Polynitroxylated PEGylated hemoglobin (PNPH, aka SanFlow) possesses superoxide dismutase/catalase mimetic activities that may directly protect the brain from oxidative stress. Stabilization of PNPH with bound carbon monoxide prevents methemoglobin formation during storage and permits it to serve as an anti-inflammatory carbon monoxide donor. We determined whether small volume transfusion of hyperoncotic PNPH is neuroprotective in a porcine model of traumatic brain injury (TBI) with and without accompanying hemorrhagic shock (HS). TBI was produced by controlled cortical impact over the frontal lobe of anesthetized juvenile pigs. Hemorrhagic shock was induced starting 5 min after TBI by 30 ml/kg blood withdrawal. At 120 min after TBI, pigs were resuscitated with 60 ml/kg lactated Ringer's (LR) or 10 or 20 ml/kg PNPH. Mean arterial pressure recovered to approximately 100 mmHg in all groups. A significant amount of PNPH was retained in the plasma over the first day of recovery. At 4 days of recovery in the LR-resuscitated group, the volume of frontal lobe subcortical white matter ipsilateral to the injury was 26.2 ± 7.6% smaller than homotypic contralateral volume, whereas this white matter loss was only 8.6 ± 12.0% with 20-ml/kg PNPH resuscitation. Amyloid precursor protein punctate accumulation, a marker of axonopathy, increased in ipsilateral subcortical white matter by 132 ± 71% after LR resuscitation, whereas the changes after 10 ml/kg (36 ± 41%) and 20 ml/kg (26 ± 15%) PNPH resuscitation were not significantly different from controls. The number of cortical neuron long dendrites enriched in microtubules (length >50 microns) decreased in neocortex by 41 ± 24% after LR resuscitation but was not significantly changed after PNPH resuscitation. The perilesion microglia density increased by 45 ± 24% after LR resuscitation but was unchanged after 20 ml/kg PNPH resuscitation (4 ± 18%). Furthermore, the number with an activated morphology was attenuated by 30 ± 10%. In TBI pigs without HS followed 2 h later by infusion of 10 ml/kg LR or PNPH, PNPH remained neuroprotective. These results in a gyrencephalic brain show that resuscitation from TBI + HS with PNPH protects neocortical gray matter, including dendritic microstructure, and white matter axons and myelin. This neuroprotective effect persists with TBI alone, indicating brain-targeting benefits independent of blood pressure restoration.
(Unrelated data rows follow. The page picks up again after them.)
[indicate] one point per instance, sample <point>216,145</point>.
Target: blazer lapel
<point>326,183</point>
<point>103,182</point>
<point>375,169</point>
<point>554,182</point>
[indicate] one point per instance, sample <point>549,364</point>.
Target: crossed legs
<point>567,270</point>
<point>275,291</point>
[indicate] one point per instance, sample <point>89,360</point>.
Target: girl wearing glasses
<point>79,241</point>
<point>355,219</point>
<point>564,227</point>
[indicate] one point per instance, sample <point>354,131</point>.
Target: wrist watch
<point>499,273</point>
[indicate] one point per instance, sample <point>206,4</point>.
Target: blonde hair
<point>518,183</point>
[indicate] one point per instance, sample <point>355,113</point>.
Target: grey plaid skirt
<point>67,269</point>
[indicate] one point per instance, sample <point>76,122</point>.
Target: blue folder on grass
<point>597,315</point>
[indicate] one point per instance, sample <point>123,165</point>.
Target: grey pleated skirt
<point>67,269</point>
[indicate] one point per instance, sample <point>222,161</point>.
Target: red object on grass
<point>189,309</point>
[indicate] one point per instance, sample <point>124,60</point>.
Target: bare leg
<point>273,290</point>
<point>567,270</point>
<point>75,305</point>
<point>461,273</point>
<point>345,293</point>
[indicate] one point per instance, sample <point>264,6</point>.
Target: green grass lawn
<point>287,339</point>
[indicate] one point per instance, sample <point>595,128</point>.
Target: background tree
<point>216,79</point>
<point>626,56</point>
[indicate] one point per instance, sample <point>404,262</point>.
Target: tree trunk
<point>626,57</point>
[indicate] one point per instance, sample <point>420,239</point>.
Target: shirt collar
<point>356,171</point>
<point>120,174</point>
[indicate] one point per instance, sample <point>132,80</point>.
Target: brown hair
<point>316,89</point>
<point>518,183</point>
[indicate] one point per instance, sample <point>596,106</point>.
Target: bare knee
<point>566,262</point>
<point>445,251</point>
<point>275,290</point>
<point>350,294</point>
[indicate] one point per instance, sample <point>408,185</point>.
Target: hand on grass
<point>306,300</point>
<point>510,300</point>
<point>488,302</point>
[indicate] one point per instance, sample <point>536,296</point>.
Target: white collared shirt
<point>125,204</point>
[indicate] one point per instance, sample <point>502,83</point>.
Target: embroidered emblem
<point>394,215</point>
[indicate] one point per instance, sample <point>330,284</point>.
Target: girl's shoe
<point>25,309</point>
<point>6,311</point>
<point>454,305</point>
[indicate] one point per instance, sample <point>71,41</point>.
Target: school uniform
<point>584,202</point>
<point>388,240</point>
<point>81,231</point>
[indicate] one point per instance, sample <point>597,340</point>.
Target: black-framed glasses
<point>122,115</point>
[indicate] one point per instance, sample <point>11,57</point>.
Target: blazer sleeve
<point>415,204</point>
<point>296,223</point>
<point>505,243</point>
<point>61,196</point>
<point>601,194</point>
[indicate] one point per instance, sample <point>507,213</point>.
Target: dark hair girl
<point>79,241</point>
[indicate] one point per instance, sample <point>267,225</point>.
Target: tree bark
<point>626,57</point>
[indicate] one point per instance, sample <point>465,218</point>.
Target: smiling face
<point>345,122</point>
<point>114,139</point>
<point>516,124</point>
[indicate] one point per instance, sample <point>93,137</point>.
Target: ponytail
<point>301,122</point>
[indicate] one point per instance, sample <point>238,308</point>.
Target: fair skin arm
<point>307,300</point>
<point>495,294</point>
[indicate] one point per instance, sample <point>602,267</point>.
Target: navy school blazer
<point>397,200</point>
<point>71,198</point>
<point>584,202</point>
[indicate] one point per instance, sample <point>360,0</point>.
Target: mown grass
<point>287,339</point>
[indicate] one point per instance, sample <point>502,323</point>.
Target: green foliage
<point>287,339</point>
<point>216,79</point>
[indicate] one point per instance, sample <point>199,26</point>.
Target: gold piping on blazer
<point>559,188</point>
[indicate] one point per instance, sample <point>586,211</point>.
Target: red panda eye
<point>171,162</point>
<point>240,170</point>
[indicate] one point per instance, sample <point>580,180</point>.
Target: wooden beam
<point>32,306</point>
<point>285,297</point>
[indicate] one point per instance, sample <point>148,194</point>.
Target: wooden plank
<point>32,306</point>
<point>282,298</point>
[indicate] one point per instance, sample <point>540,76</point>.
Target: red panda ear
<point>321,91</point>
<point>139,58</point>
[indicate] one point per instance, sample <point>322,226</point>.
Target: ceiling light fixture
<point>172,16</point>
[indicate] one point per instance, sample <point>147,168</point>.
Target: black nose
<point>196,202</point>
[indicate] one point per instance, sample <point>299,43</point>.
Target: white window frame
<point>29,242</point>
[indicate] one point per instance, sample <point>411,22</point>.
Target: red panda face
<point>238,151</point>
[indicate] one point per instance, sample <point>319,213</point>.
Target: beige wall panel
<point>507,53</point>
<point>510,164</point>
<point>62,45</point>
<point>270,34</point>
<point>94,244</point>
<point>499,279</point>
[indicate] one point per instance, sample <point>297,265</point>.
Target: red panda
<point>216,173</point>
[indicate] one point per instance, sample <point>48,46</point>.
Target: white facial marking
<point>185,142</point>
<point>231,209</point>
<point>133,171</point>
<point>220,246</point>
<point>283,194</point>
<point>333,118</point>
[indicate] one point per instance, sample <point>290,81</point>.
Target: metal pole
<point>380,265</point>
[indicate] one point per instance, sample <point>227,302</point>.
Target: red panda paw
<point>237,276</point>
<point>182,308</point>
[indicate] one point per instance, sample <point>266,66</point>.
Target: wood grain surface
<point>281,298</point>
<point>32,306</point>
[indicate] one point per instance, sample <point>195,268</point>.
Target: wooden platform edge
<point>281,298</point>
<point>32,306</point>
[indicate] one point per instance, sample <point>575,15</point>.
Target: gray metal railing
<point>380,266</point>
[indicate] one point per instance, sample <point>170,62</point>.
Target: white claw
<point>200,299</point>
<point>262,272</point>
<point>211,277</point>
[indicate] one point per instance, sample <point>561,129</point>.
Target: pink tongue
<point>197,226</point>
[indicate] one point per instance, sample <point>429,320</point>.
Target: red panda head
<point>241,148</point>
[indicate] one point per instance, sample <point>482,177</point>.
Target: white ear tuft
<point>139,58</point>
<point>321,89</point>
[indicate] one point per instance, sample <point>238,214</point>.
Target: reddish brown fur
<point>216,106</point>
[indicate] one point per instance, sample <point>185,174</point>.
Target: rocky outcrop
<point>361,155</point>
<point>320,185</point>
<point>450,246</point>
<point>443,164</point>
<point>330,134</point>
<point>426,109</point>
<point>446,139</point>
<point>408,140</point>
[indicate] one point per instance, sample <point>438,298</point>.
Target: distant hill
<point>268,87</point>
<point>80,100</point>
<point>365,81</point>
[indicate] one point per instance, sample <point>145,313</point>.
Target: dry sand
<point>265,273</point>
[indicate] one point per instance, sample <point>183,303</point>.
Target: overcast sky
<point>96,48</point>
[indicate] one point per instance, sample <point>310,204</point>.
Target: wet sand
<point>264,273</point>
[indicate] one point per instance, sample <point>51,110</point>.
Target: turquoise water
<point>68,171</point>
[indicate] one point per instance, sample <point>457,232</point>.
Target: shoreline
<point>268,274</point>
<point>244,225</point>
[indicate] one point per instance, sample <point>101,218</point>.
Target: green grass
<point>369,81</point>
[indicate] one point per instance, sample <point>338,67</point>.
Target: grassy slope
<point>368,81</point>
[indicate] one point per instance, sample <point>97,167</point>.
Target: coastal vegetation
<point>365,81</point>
多硝基化聚乙二醇化血红蛋白(PNPH,又名SanFlow)具有超氧化物歧化酶/过氧化氢酶模拟活性,可能直接保护大脑免受氧化应激。用结合的一氧化碳稳定PNPH可防止储存期间高铁血红蛋白的形成,并使其能够作为抗炎一氧化碳供体。我们确定了在伴有或不伴有失血性休克(HS)的创伤性脑损伤(TBI)猪模型中,小剂量输注高渗PNPH是否具有神经保护作用。通过对麻醉的幼猪额叶进行控制性皮质撞击来制造TBI。在TBI后5分钟开始通过抽取30 ml/kg血液诱导失血性休克。在TBI后120分钟,用60 ml/kg乳酸林格氏液(LR)或10或20 ml/kg PNPH对猪进行复苏。所有组的平均动脉压均恢复至约100 mmHg。在恢复的第一天,大量PNPH保留在血浆中。在LR复苏组恢复4天时,损伤同侧额叶皮质下白质的体积比同型对侧体积小26.2±7.6%,而用20 ml/kg PNPH复苏时,这种白质损失仅为8.6±12.0%。淀粉样前体蛋白点状积聚是轴突病的标志物,在LR复苏后同侧皮质下白质中增加了132±71%,而在10 ml/kg(36±41%)和20 ml/kg(26±15%)PNPH复苏后的变化与对照组无显著差异。富含微管(长度>50微米)的皮质神经元长树突数量在LR复苏后新皮质中减少了41±24%,但在PNPH复苏后无显著变化。损伤周围小胶质细胞密度在LR复苏后增加了45±24%,但在20 ml/kg PNPH复苏后无变化(4±18%)。此外,具有活化形态的数量减少了30±10%。在TBI猪且无HS,2小时后输注10 ml/kg LR或PNPH的情况下,PNPH仍然具有神经保护作用。这些在脑回脑的结果表明,用PNPH对TBI + HS进行复苏可保护新皮质灰质,包括树突微结构、白质轴突和髓鞘。这种神经保护作用在单独的TBI中持续存在,表明其脑靶向益处独立于血压恢复。